US consular official Elizabeth Pratt told reporters outside the court “we continue to have full support for the Thai monarchy, but will also continue to support the right to freedom of expression which is an international human right.” She added that Gordon will continue to get consular assistance as a US citizen.
Gordon lived in Colorado for some 30 years before returning to Thailand two years ago for medical treatment. He was arrested last May for posting a translation of a banned biography of Thailand's monarch, "The King Never Smiles," online from his US blog. Though the book is proscribed in Thailand, it occupies a prominent place in airport bookstores in Phnom Penh, Singapore, and elsewhere in the region.
Gordon's sentence comes soon after 61-year-old grandfather Ampon Tangnoppakul was sentenced to 20 years jail over four "sms" texts deemed to be offensive to Thailand's Queen Sirikit.
A public demonstration seeking Mr. Ampon's release is planned for central Bangkok on Dec. 10, and the sentence has raised eyebrows even among people who support the monarchy and the law as it is.

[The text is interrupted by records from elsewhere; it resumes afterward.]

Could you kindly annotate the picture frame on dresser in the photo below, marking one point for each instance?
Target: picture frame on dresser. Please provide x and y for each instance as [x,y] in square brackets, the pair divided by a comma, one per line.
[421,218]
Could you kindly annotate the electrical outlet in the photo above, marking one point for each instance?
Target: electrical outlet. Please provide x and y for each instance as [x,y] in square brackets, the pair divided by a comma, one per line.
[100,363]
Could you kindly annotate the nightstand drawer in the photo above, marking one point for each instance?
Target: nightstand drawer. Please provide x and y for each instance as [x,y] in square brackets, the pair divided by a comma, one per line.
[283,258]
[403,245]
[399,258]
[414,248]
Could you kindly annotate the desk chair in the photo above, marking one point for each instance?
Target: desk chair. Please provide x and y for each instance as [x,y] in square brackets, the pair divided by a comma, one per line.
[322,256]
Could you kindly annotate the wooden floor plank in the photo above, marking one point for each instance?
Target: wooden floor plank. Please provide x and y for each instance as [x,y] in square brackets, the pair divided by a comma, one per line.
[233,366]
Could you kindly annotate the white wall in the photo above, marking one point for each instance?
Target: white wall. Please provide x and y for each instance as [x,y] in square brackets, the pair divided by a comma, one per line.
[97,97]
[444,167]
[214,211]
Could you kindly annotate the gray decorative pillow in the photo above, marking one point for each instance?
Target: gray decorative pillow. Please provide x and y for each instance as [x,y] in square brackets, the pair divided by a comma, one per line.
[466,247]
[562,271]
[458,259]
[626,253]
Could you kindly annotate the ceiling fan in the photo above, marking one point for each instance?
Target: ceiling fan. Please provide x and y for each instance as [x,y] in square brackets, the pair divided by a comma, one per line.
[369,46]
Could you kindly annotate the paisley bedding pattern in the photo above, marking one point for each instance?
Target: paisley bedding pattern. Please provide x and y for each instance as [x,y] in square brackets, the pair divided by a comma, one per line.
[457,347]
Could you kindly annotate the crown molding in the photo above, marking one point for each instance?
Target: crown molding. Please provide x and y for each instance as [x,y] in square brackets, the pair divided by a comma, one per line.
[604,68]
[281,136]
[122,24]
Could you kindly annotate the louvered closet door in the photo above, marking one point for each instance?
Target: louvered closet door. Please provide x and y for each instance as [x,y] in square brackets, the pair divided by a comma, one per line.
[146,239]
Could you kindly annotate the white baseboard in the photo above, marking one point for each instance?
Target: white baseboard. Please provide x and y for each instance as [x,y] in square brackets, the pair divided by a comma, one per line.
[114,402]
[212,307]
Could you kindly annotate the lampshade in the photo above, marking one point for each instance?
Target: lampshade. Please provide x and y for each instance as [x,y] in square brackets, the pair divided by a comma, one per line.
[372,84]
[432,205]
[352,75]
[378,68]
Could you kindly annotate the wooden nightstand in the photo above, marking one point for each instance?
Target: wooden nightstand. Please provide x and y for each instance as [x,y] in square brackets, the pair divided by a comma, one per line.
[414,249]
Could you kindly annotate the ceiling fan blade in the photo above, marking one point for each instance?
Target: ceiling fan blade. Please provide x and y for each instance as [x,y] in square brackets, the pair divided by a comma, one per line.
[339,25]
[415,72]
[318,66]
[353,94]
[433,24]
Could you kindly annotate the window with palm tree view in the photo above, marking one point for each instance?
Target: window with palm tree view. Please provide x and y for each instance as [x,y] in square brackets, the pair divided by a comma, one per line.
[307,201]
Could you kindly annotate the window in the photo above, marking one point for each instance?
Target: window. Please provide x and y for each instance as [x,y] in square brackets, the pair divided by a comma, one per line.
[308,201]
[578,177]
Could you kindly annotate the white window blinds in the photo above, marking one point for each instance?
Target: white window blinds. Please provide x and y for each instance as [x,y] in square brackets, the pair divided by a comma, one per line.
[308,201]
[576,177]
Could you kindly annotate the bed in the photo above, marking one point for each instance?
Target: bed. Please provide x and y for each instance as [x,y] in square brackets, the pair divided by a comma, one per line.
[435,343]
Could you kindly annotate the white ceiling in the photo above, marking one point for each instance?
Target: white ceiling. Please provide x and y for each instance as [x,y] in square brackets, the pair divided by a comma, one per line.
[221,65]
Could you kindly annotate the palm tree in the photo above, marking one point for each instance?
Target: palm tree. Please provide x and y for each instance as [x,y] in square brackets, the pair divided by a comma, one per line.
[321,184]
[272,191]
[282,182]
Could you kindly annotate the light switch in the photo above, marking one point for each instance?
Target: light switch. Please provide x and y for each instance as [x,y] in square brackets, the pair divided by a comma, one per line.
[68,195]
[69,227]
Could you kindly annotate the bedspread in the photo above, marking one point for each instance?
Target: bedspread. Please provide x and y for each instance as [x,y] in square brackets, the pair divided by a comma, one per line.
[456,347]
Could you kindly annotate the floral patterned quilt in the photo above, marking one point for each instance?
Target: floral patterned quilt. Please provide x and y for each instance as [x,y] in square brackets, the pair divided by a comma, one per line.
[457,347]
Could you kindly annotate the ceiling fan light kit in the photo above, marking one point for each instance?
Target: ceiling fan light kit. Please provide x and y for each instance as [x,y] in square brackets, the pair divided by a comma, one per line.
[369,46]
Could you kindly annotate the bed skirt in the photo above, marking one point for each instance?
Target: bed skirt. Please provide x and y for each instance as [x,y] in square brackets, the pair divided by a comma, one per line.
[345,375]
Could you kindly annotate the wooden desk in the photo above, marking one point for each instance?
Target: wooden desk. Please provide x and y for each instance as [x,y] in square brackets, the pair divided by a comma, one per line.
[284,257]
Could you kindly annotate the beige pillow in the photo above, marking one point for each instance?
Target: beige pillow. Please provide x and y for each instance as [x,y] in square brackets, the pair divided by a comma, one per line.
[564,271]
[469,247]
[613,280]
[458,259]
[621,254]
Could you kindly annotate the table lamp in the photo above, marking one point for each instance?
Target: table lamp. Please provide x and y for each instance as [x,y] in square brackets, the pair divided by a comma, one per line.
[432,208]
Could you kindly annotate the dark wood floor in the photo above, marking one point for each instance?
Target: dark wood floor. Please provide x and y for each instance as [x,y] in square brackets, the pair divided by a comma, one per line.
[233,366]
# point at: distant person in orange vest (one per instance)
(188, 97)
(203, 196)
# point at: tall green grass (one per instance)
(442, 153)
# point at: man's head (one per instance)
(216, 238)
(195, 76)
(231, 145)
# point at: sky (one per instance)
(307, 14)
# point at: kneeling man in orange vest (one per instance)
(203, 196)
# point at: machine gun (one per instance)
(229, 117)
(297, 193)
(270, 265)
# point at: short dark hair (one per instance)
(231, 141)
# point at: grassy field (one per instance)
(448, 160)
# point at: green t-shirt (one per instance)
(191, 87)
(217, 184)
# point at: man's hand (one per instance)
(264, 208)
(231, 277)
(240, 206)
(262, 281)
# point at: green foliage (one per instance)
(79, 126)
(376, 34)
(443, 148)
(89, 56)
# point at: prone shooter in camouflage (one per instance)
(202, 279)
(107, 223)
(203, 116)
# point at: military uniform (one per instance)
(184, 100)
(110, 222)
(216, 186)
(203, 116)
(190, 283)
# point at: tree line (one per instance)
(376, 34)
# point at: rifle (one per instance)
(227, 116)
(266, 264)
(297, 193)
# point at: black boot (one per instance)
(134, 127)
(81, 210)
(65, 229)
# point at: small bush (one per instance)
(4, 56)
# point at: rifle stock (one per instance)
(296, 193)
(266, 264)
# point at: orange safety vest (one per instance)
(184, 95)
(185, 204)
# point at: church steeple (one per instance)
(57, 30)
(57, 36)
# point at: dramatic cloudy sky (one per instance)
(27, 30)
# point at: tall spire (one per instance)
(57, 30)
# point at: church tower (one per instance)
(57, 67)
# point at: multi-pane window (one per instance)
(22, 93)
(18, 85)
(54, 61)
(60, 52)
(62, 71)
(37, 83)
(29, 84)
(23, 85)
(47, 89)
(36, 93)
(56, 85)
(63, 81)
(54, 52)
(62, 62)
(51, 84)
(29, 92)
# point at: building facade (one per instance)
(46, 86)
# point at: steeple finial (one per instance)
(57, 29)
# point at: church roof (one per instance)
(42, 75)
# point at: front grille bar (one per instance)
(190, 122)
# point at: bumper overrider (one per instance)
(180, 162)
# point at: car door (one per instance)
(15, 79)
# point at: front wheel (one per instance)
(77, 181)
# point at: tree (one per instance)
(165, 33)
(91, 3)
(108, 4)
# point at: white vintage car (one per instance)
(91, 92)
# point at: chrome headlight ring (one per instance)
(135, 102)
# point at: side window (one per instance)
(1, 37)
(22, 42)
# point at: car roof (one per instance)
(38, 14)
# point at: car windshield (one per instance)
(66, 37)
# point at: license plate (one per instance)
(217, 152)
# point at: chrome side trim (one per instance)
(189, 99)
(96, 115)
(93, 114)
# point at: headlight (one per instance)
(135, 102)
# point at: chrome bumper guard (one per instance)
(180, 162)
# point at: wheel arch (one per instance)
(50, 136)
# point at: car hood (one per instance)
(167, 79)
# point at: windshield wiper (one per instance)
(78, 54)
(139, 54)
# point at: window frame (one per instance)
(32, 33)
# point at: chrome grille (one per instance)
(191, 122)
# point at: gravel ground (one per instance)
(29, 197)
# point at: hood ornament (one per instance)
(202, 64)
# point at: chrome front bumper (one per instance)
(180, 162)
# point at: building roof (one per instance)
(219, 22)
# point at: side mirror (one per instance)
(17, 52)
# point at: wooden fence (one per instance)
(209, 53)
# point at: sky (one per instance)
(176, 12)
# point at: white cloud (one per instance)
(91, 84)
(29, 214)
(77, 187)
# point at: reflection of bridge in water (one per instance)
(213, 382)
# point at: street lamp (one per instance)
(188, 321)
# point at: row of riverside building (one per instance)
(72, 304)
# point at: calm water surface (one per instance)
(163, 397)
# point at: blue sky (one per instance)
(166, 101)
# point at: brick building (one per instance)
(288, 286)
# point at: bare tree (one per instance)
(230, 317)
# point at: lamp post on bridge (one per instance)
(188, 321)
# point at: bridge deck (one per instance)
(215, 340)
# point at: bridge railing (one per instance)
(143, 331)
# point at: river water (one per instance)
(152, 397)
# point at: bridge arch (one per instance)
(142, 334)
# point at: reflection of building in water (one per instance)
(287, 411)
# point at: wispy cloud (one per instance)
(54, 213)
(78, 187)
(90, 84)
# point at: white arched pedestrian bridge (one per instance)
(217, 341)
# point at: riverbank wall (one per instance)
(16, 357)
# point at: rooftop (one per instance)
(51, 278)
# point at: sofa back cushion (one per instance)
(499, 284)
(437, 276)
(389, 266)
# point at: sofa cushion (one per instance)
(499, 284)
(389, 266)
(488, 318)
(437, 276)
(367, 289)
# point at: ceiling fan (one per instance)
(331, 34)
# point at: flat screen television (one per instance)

Ampon's wife, Rossamarin, told this correspondent that “my husband and lawyer have not yet decided to appeal or not.” Gordon will not appeal his much shorter sentence, but hopes for a pardon from Thailand's king, who has himself previously said that he is not above criticism.
"Our society needs to have a real constructive debate about the law, as otherwise you can have a situation where people can be jailed without fair trials. The king himself has said it is not healthy for society for people to be prosecuting each other," says Surat Horachaikul, a professor at Bangkok's Chulalongkorn University.